Foma comes as a package in the standard distribution of Ubuntu. However, it might be necessary to recompile it, if you intend to link the static library to your software, since the static library was missing in the 16.04 LTE distro that I tested. You can uninstall the fedora package and use the same instructions below to compile your own version with all components (i.e. binaries, dynamic and static libs, and include files) for Ubuntu 16.04 or Fedora 24. In fact, the same is true for compilation on the most recent Mac OSX with Xcode.

I got the Foma source from the Bitbucket site using the foma-0.9.18.tar.gz file.

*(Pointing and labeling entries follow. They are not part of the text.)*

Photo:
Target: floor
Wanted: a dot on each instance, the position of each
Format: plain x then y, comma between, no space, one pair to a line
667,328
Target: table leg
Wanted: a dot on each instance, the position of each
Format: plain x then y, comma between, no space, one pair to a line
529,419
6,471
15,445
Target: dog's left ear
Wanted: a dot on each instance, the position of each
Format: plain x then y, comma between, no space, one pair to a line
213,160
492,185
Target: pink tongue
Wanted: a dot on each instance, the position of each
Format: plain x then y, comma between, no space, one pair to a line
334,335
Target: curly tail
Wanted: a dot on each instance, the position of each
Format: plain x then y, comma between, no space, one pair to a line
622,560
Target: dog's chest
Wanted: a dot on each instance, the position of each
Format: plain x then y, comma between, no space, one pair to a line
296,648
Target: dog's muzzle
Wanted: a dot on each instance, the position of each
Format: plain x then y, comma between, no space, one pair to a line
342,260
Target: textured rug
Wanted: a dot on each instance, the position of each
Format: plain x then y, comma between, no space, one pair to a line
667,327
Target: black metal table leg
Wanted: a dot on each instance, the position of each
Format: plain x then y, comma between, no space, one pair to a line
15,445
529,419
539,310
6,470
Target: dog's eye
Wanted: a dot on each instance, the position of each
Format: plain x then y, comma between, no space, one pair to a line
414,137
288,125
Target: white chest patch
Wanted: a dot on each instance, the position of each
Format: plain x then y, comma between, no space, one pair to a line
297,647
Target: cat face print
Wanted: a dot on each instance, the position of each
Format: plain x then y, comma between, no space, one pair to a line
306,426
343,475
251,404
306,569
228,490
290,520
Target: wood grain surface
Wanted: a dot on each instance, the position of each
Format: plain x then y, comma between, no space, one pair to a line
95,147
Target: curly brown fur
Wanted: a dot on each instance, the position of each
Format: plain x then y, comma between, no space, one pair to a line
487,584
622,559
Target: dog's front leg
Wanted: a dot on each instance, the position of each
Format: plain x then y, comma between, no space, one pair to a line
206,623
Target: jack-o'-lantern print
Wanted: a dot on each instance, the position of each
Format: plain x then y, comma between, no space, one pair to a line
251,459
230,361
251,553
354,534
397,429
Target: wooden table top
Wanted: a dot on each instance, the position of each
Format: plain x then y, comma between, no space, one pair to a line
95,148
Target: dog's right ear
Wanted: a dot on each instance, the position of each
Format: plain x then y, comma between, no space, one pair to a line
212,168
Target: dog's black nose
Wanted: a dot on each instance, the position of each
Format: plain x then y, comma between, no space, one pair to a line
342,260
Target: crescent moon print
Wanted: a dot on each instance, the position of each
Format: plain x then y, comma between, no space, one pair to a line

In the unpacked folder foma-0.9.18 I edited the Makefile. In line 16 I changed the line:

LDFLAGS = -lreadline -lz -ltermcap

by removing the -ltermcap parameter to get:

LDFLAGS = -lreadline -lz

I saved the changed Makefile.

In Cygwin I made sure that all the development tools are installed, and in particular the package libreadline-devel.

To compile Foma I ran:

make

To install the libraries and include-files I ran:

make install

You could prepend the command above with sudo on Mac OSX or Linux. The components can be found in the subfolders bin, lib, include of /usr/local.

That is all.

 

17 Jul

Compiling OpenFST on Windows 10 using Cygwin

What might compile on Fedora or Ubuntu out of the box, can be somewhat more complicated on Windows. Assuming that you are able to set up Cygwin on your Windows 10 (in my case) and also install all the development tools (e.g. GCC, G++, bison, flex, etc.), here is how I compiled the newest OpenFST (v. 1.5.3 in this case) library and tools for Cygwin (doing a compilation to DLLs for Windows native based on Visual Studio 2015 or so might follow soon):

To avoid issues with the file too big error during compilation, switch on optimization in C++ (capital O like in Omega):

-O

To avoid issues with errors like ‘fileno’ was not declared in this scope one needs to compile the code with POSIX_SOURCE set.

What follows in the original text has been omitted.